Chapter 5
Thirty minutes later, Pauley set her phone down on her desk in the police station and dropped her head into her hands. This whole incident had left her badly shaken. Had they planned to kill Luca? Or was it just a warning? Granted, the damages could have been worse, but if he’d actually been in the room, he could have been seriously injured or even, God forbid, killed.
Cringing at the memory of losing her membership in the patient mother’s club by grabbing the front of Luca’s shirt and shaking him senseless, she tried to think. He still wasn’t talking, and frankly, she was still angry with him.

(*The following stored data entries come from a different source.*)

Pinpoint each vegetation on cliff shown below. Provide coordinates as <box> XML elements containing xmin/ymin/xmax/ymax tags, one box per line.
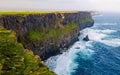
<box><xmin>0</xmin><ymin>26</ymin><xmax>56</xmax><ymax>75</ymax></box>
<box><xmin>80</xmin><ymin>18</ymin><xmax>93</xmax><ymax>24</ymax></box>
<box><xmin>28</xmin><ymin>23</ymin><xmax>78</xmax><ymax>42</ymax></box>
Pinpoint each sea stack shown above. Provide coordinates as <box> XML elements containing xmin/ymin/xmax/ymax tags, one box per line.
<box><xmin>83</xmin><ymin>35</ymin><xmax>89</xmax><ymax>41</ymax></box>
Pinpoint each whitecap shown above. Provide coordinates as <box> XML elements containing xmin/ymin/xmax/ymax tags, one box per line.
<box><xmin>102</xmin><ymin>23</ymin><xmax>117</xmax><ymax>26</ymax></box>
<box><xmin>80</xmin><ymin>28</ymin><xmax>107</xmax><ymax>42</ymax></box>
<box><xmin>100</xmin><ymin>29</ymin><xmax>117</xmax><ymax>34</ymax></box>
<box><xmin>45</xmin><ymin>55</ymin><xmax>59</xmax><ymax>70</ymax></box>
<box><xmin>82</xmin><ymin>28</ymin><xmax>120</xmax><ymax>47</ymax></box>
<box><xmin>80</xmin><ymin>28</ymin><xmax>117</xmax><ymax>44</ymax></box>
<box><xmin>100</xmin><ymin>38</ymin><xmax>120</xmax><ymax>47</ymax></box>
<box><xmin>94</xmin><ymin>23</ymin><xmax>117</xmax><ymax>26</ymax></box>
<box><xmin>54</xmin><ymin>52</ymin><xmax>71</xmax><ymax>75</ymax></box>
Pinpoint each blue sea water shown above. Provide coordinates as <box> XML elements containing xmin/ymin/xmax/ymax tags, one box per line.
<box><xmin>45</xmin><ymin>13</ymin><xmax>120</xmax><ymax>75</ymax></box>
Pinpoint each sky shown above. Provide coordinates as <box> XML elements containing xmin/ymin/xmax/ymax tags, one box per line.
<box><xmin>0</xmin><ymin>0</ymin><xmax>120</xmax><ymax>12</ymax></box>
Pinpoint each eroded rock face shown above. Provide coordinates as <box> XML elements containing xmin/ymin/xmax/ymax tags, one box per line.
<box><xmin>0</xmin><ymin>12</ymin><xmax>94</xmax><ymax>60</ymax></box>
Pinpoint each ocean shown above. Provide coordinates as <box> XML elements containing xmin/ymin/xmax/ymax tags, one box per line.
<box><xmin>45</xmin><ymin>13</ymin><xmax>120</xmax><ymax>75</ymax></box>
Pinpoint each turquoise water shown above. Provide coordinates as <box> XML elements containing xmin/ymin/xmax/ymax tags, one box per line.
<box><xmin>45</xmin><ymin>13</ymin><xmax>120</xmax><ymax>75</ymax></box>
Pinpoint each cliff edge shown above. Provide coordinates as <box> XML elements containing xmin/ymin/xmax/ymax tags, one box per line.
<box><xmin>0</xmin><ymin>11</ymin><xmax>94</xmax><ymax>60</ymax></box>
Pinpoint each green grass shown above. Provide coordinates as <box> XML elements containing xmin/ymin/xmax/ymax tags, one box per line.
<box><xmin>0</xmin><ymin>26</ymin><xmax>56</xmax><ymax>75</ymax></box>
<box><xmin>80</xmin><ymin>18</ymin><xmax>93</xmax><ymax>24</ymax></box>
<box><xmin>28</xmin><ymin>23</ymin><xmax>78</xmax><ymax>42</ymax></box>
<box><xmin>0</xmin><ymin>11</ymin><xmax>52</xmax><ymax>17</ymax></box>
<box><xmin>0</xmin><ymin>12</ymin><xmax>50</xmax><ymax>15</ymax></box>
<box><xmin>0</xmin><ymin>11</ymin><xmax>78</xmax><ymax>16</ymax></box>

She hadn’t been at her best anyway when he’d come down the stairs with a sullen face and refused to reveal anything about what he was doing when he’d been running from Tommie Ruskag. When the room above the stairs had suddenly exploded, they’d run out of the house to seek safety. When Mica had responded along with the fire department, blind fury and fear had taken over when Luca refused to answer Mica’s questions once again, and she’d assaulted her own son.
Not her finest moment.
Mica had separated them and whispered how he understood that the kid needed a good thrashing, but it would be better to do it in private. She’d been so embarrassed.
One good thing had come out of it, though. Luca had agreed to go to Heaven’s Gate and work there for a while. With a sigh, she ran her palms down her face, feeling the crusty stickiness of dried tears. She must look like hell.
“I’m sorry, Mum.”
She looked over at Luca sitting beside her desk. “I’m still angry, Luca, but mostly because ye scared me half to death. I just don’t understand why ye won’t talk about what ye are into. How can I help ye if ye won’t trust me?”
Luca hesitated, his puppy dog eyes staring at her. “It’s not that I don’t trust ye, Mum. I-It’s complicated, and it’s not my secret to tell.”
She stared at him, her mind ticking over possibilities. “If it’s a secret that’s putting ye in danger, ye need to tell someone. Whoever ye are covering for isn’t being fair to ye.”
His face closed over again. “I shouldn’t have said that, never mind.”
Pauley studied him a moment and silently cursed the fact that he was every bit as stubborn as she was. He’d come by it honestly. With a heavy sigh, she stood up. “All right then, let’s go. I’m taking ye to Neamh where I think ye’ll be safe for now.”
Mica saw them stand up and came over. “Are ye ready?”
She nodded. “Aye, Mica, thank ye.”
“Luca, ye come with me,” Mica instructed.
“I’ll meet ye outside,” Pauley said.” She picked up her cell phone and dialed Jamie’s number.
“Hello?” His buttery, smooth voice came across the line, very pleasing in her ear.
“Jamie, we are headed out of the police station now,” she said as she walked towards the door.
“I’ll tell Darro, lass. Be careful.”
His concern caused a pool of warmth in her breast. She had called Peter to tell him about the house and he’d raged for five minutes about her job causing his son to be in danger until she’d finally hung up on him. Not one offer to come by the police station, or even to see his son. Of course, that could change tomorrow because she could tell he’d been drinking heavily.
Pauley hadn’t called her parents because they didn’t like her job either, and she figured it would be more of the same complaints she’d gotten from Peter. Sometimes she felt like she was swimming upstream while everyone else was content to lie in the shallows and gripe that the current was too difficult to navigate.